I have a friend, who has been mentioned in these pages earlier, who know lots about the city. I call him and he takes me to these places. He loves to go to these places. We love to go to these places. It is a complete win-win situation. (Though I must warn you, this also includes a handsome amount of walking!) I am not asking you to call him. He will be extremely upset if you do so. Instead, just go out, google places. Use google map. You will be surprised how much you will find.
(Carvings found on the wall of a house in Pathuriaghata Street, the second photo shows the detail, I think Robert Langdon would be intrigued)
You don’t have to memorize history of each and every edifice or road. Some are so fascinating that they will stay with you anyway. Others will give you a sense of context, a sense of the grandeur that is now lost. But in our memory that grandeur can survive.
(Pari Bari near Rabindra Sarani, the second shot shows the Pari)
There is no difficulty as such. Just pick a road anywhere within the first borders of the city (roughly the Circular Canal on the north and Bhawanipur on the south, Ganga on the West and what is now APC Road on the East) and you will be amazed.

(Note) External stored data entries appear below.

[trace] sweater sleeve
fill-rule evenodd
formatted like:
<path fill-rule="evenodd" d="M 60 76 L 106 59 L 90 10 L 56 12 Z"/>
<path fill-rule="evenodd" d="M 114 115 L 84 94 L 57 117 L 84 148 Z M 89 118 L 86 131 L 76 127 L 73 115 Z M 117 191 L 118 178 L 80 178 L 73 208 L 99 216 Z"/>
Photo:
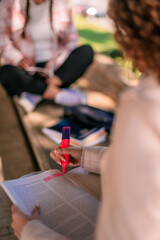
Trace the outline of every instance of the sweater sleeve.
<path fill-rule="evenodd" d="M 107 147 L 85 147 L 81 157 L 81 167 L 88 172 L 100 174 L 100 163 Z"/>
<path fill-rule="evenodd" d="M 11 19 L 13 1 L 0 2 L 0 52 L 6 63 L 17 65 L 23 54 L 11 40 Z"/>
<path fill-rule="evenodd" d="M 22 230 L 20 240 L 69 240 L 48 228 L 39 220 L 28 222 Z"/>
<path fill-rule="evenodd" d="M 120 100 L 109 161 L 104 155 L 101 165 L 97 240 L 160 239 L 160 87 L 147 84 Z"/>

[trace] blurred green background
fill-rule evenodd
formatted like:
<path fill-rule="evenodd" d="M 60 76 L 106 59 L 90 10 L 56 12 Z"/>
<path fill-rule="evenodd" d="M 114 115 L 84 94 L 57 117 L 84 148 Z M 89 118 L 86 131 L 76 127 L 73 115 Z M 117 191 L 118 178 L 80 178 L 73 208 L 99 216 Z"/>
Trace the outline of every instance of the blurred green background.
<path fill-rule="evenodd" d="M 118 65 L 137 73 L 132 63 L 123 57 L 110 31 L 88 20 L 85 16 L 76 14 L 73 17 L 79 33 L 80 43 L 91 45 L 95 52 L 110 56 Z"/>

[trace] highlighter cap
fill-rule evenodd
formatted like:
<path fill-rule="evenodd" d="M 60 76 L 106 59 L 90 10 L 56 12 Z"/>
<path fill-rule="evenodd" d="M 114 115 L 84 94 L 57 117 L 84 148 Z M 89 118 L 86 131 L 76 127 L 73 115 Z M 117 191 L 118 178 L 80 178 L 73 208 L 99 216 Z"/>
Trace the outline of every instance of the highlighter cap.
<path fill-rule="evenodd" d="M 62 128 L 62 139 L 69 139 L 70 138 L 70 127 L 63 127 Z"/>

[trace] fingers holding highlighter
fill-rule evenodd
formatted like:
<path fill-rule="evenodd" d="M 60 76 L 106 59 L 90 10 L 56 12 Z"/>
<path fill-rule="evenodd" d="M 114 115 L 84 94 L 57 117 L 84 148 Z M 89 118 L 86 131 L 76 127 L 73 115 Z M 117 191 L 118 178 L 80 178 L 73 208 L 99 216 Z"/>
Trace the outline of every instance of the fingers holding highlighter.
<path fill-rule="evenodd" d="M 54 149 L 50 156 L 58 164 L 62 165 L 62 171 L 65 173 L 66 167 L 80 166 L 82 148 L 70 147 L 70 127 L 63 127 L 61 144 Z"/>
<path fill-rule="evenodd" d="M 61 165 L 62 161 L 66 161 L 64 158 L 64 154 L 69 155 L 69 162 L 68 167 L 77 167 L 80 166 L 80 159 L 82 155 L 82 148 L 81 147 L 68 147 L 68 148 L 61 148 L 58 146 L 54 149 L 50 156 L 57 162 L 57 164 Z"/>

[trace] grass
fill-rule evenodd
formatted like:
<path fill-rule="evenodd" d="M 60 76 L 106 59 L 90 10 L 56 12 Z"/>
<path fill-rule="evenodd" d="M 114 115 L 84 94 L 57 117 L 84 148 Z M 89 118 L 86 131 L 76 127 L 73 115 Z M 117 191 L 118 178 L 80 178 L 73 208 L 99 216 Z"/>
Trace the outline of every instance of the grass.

Let me give you an extra hint: Rabindra Sarani (formerly known as Chitpur Road) is a treasure trove.
(Lohia Hospital and Ghari Bari belonging to the Mallick family, Rabindra Sarani)
There are fantastic buildings beyond this map, but they were all pleasure houses and country houses of the rich and famous. Perhaps there will be a post about them another time.
If you love your city, do this. You will fall more in love. If you don’t love your city, do this. You may or may not fall in love. But you certainly will know the old place. You will come across people who are amazing. You will see how some are so greedy that they cannot see what they are destroying. But you will get to face some of the living relics that speak to us from the past. Get acquainted with them. They might just prove to be more fascinating than you think.